Nos queda, pues, potenciar nuestra capacidad de darnos cuenta. Las ocasiones para ello son infinitas, nos las brinda la vida misma a cada momento. Claro que hay que estar presente, hay que saber estar aquí, estar en lo que se está. Entonces nos encontramos con que experienciar y darse cuenta son en cierto sentido lo mismo, no existe el uno sin el otro. Sentir, vivir ¿acaso pueden darse sin conciencia de lo vivido? El hecho de percatarnos o darnos cuenta de algo ¿no es ya en si mismo una experiencia? Por el contrario, podemos también, y lo hacemos a menudo, estrechar los márgenes de nuestra conciencia y captar justo lo que nos permite «funcionar», ir tirando, sobrevivir. Esta suerte de autoengaño es, en ocasiones, todo cuanto podemos hacer; el problema es cuando se convierte en un hábito, un sistema de funcionamiento en el que el hecho mismo de ser conscientes y estar vivos es algo que, de tan obvio, lo obviamos. Bueno es cuando podemos verlo.

Dice Goethe, «¿Qué es lo más difícil? Poder ver con los ojos lo que a la vista tienes». De donde primero recibí esta idea fue de la gestalt y particularmente de Perls quien, en su audacia, llegó a definir al neurótico como alguien incapaz de ver lo obvio y resaltó de forma realmente vívida que somos, y tenemos, nuestra capacidad de darnos cuenta, virtud mediante la cual podemos orientarnos en la vida, desarrollarnos, aprender y cambiar. ¡Casi nada! Claro que ello supone aprender a estar en contacto con la realidad y requiere, por lo tanto, un desaprendizaje de las propias manipulaciones y distorsiones perceptivas. Realizamos este proceso en la relación con los demás y con los acontecimientos de la vida, de la misma manera que aprendemos a escribir escribiendo.
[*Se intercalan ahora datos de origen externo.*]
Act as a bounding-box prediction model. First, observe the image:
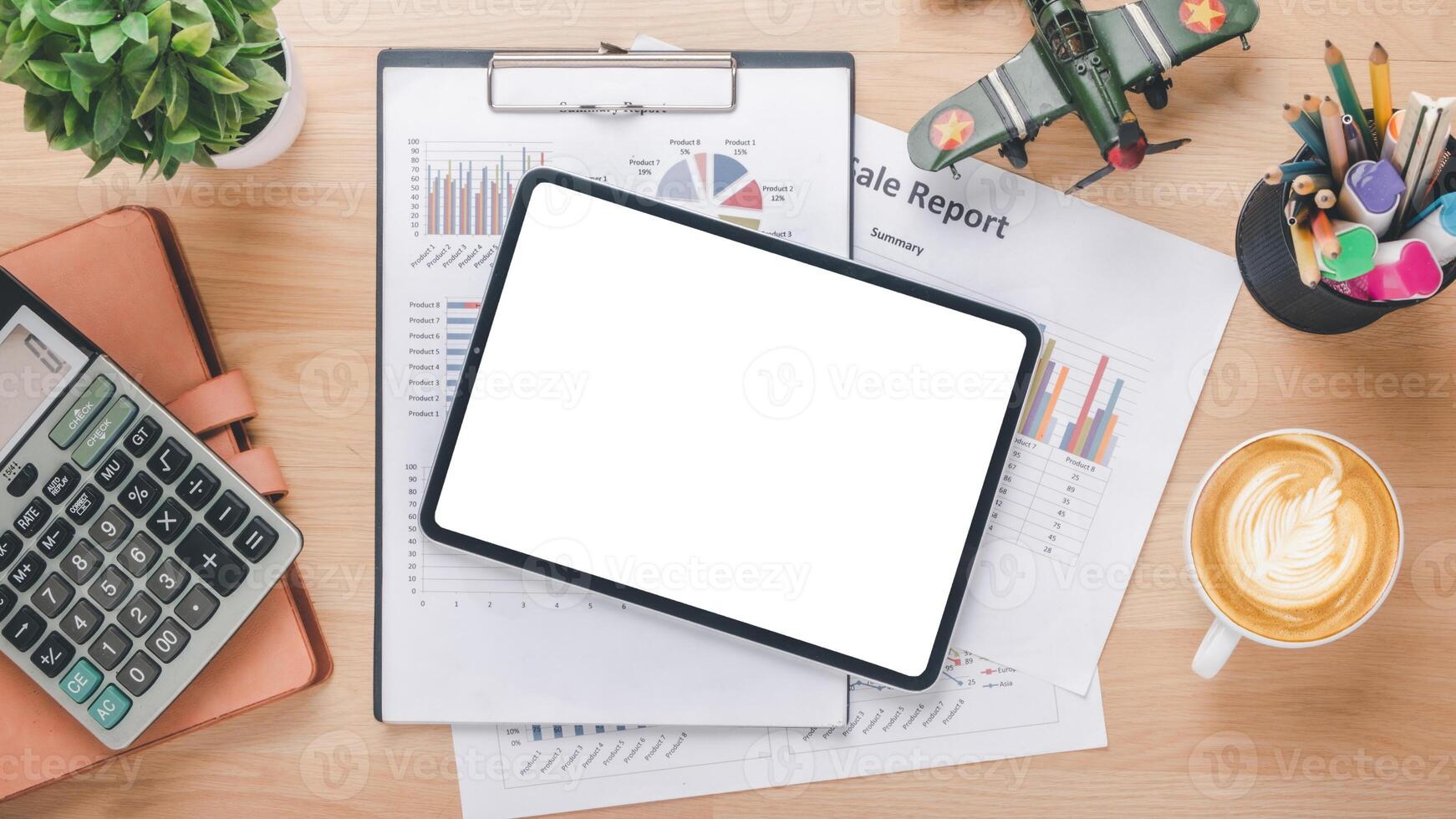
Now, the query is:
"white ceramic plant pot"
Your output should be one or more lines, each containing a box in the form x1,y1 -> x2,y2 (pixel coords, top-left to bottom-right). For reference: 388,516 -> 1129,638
212,33 -> 308,170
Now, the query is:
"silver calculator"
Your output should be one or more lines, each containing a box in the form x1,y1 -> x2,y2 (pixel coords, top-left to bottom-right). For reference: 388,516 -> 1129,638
0,269 -> 303,749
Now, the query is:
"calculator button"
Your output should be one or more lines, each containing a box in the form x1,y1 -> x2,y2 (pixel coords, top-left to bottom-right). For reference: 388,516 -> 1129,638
65,483 -> 104,524
233,518 -> 278,563
121,473 -> 161,518
4,464 -> 41,497
31,631 -> 76,676
125,416 -> 161,458
178,464 -> 218,512
147,557 -> 191,603
51,375 -> 116,450
6,552 -> 45,592
147,438 -> 192,483
116,532 -> 161,579
116,652 -> 161,697
86,625 -> 131,670
206,491 -> 247,537
176,526 -> 247,598
86,566 -> 131,611
35,518 -> 76,557
0,605 -> 45,652
41,464 -> 82,503
147,617 -> 192,664
14,497 -> 51,537
116,592 -> 161,637
86,506 -> 131,552
86,685 -> 131,730
61,538 -> 102,585
71,395 -> 137,470
61,660 -> 100,704
31,572 -> 76,618
147,497 -> 192,542
96,450 -> 131,491
176,586 -> 217,631
61,598 -> 104,643
0,532 -> 20,572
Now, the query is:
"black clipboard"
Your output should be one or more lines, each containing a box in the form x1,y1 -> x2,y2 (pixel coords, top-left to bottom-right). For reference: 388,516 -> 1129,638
374,43 -> 855,721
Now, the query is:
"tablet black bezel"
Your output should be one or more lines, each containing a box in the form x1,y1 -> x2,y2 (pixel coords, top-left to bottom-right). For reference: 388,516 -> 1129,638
420,167 -> 1041,691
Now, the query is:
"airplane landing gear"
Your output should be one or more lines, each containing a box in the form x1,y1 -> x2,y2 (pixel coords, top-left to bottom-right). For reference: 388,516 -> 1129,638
996,137 -> 1026,169
1142,73 -> 1173,110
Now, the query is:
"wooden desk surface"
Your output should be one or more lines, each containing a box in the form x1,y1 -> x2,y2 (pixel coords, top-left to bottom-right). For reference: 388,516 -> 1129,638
0,0 -> 1456,819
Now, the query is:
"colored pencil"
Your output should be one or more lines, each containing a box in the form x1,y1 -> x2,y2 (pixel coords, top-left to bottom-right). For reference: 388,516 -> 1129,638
1309,211 -> 1340,259
1370,42 -> 1392,151
1284,102 -> 1329,163
1290,173 -> 1335,196
1299,94 -> 1321,131
1278,159 -> 1329,175
1319,96 -> 1350,179
1289,218 -> 1321,287
1321,39 -> 1380,160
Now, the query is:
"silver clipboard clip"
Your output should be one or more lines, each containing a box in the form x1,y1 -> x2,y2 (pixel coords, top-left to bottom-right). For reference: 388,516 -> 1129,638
485,42 -> 738,114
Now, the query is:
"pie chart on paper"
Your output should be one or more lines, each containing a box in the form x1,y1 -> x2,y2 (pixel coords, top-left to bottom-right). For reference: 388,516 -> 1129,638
657,153 -> 763,230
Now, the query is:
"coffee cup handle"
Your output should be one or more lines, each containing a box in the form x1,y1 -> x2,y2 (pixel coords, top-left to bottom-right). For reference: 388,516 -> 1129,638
1193,620 -> 1239,679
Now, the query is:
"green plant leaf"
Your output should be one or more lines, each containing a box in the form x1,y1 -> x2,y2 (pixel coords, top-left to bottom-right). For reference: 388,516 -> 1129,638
166,55 -> 192,128
51,0 -> 118,26
166,115 -> 202,144
129,63 -> 163,120
25,93 -> 51,131
172,23 -> 212,57
71,71 -> 92,110
92,83 -> 130,151
121,37 -> 160,79
92,23 -> 127,63
186,57 -> 247,94
61,51 -> 116,87
233,59 -> 288,102
61,93 -> 82,134
206,42 -> 242,64
0,26 -> 45,80
26,59 -> 71,92
172,0 -> 212,28
48,120 -> 92,151
120,12 -> 150,42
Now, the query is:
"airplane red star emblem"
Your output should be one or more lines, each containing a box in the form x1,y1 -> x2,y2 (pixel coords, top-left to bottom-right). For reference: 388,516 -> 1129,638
929,108 -> 975,151
1178,0 -> 1228,33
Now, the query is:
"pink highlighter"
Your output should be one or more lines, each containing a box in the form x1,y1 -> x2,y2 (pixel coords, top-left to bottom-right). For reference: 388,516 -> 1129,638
1325,238 -> 1444,301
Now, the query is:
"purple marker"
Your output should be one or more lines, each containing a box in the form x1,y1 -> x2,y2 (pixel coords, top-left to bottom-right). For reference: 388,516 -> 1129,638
1335,160 -> 1405,237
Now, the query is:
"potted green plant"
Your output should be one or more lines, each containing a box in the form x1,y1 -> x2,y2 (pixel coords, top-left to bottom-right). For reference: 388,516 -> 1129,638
0,0 -> 304,179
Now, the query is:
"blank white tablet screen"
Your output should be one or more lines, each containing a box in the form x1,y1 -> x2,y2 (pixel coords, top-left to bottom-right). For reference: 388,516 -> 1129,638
435,183 -> 1026,675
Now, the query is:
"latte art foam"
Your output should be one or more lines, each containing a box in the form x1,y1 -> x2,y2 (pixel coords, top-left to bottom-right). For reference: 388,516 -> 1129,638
1193,434 -> 1399,642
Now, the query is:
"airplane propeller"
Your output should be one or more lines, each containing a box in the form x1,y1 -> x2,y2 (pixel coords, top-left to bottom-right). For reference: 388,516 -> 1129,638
1067,139 -> 1193,194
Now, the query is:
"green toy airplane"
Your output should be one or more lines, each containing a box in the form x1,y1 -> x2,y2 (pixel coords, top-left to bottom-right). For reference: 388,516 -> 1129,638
910,0 -> 1260,194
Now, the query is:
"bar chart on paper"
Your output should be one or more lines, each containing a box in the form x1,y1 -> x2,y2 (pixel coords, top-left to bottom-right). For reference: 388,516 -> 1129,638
985,326 -> 1148,566
420,141 -> 550,236
855,244 -> 1152,566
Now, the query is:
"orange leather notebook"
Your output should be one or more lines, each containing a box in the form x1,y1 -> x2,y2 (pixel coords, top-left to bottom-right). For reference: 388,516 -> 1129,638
0,206 -> 333,800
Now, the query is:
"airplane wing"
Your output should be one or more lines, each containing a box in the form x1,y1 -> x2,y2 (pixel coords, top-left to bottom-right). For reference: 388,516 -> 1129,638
1087,0 -> 1260,89
909,40 -> 1083,170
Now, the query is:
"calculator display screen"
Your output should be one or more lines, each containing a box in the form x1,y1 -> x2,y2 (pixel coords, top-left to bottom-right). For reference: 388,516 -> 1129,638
0,307 -> 86,462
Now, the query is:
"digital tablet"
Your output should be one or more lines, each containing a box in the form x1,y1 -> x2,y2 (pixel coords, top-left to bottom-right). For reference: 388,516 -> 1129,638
420,169 -> 1041,689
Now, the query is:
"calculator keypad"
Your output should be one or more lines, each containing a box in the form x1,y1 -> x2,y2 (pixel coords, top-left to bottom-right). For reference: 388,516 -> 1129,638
0,356 -> 302,749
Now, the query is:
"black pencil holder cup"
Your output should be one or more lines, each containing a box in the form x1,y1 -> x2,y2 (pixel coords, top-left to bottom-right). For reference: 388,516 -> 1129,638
1233,147 -> 1456,334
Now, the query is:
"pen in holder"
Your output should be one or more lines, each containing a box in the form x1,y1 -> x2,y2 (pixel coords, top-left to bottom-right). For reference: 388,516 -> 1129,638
1235,140 -> 1456,334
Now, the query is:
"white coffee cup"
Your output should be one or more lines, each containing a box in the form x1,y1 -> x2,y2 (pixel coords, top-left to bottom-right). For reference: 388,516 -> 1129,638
1184,429 -> 1405,679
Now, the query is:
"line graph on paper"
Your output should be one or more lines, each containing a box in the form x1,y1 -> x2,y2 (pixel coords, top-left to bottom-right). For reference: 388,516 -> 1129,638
855,246 -> 1152,566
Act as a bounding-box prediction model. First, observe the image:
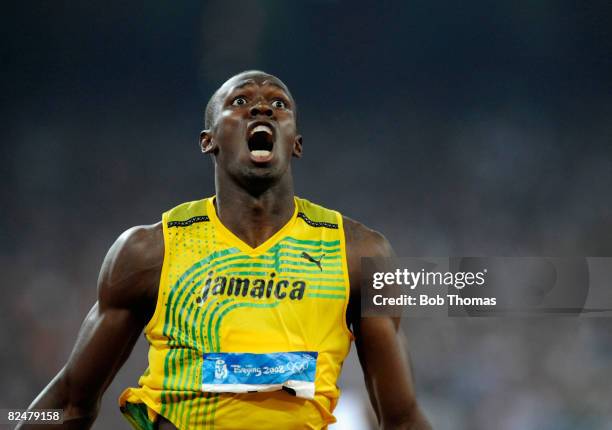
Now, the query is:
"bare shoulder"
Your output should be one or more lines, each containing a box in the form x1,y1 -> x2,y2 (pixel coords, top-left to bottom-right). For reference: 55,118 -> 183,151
98,222 -> 164,313
343,216 -> 393,260
342,216 -> 394,294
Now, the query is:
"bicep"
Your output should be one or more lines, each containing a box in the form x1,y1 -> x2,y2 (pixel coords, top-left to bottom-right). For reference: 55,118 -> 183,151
62,303 -> 144,405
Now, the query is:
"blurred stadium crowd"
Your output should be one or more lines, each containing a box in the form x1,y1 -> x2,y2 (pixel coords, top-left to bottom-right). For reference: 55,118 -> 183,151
0,1 -> 612,430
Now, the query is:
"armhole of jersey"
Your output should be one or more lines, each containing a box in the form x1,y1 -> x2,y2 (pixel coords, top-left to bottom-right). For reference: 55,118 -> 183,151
144,212 -> 170,334
336,212 -> 355,341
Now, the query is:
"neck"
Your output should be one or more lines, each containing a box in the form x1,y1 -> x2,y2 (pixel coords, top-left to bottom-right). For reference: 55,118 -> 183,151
215,171 -> 295,248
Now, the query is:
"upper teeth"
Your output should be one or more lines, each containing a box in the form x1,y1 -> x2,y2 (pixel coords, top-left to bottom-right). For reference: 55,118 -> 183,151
251,124 -> 272,134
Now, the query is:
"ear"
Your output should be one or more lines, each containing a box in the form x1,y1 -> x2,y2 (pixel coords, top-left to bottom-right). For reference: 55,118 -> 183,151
200,130 -> 217,154
292,134 -> 303,158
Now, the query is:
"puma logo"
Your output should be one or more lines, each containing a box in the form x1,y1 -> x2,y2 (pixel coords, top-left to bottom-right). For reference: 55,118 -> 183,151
302,252 -> 325,272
Coherente con sus propias premisas, lo que la gestalt propone es: date cuenta, date cuenta de lo que te pasa, date cuenta de lo que haces y de lo que piensas, siente cómo te sientes, date cuenta de tu entorno, quédate ahí, percátate…Y qué ocurre entonces. Las experiencias más intensas y reales se dan con un darse cuenta también intensificado a la vez que abierto. Abierto quiere decir en este caso sin estar fijado a expectativas y libre de juicios. Lo más interesante, desde luego, tiene lugar aquí.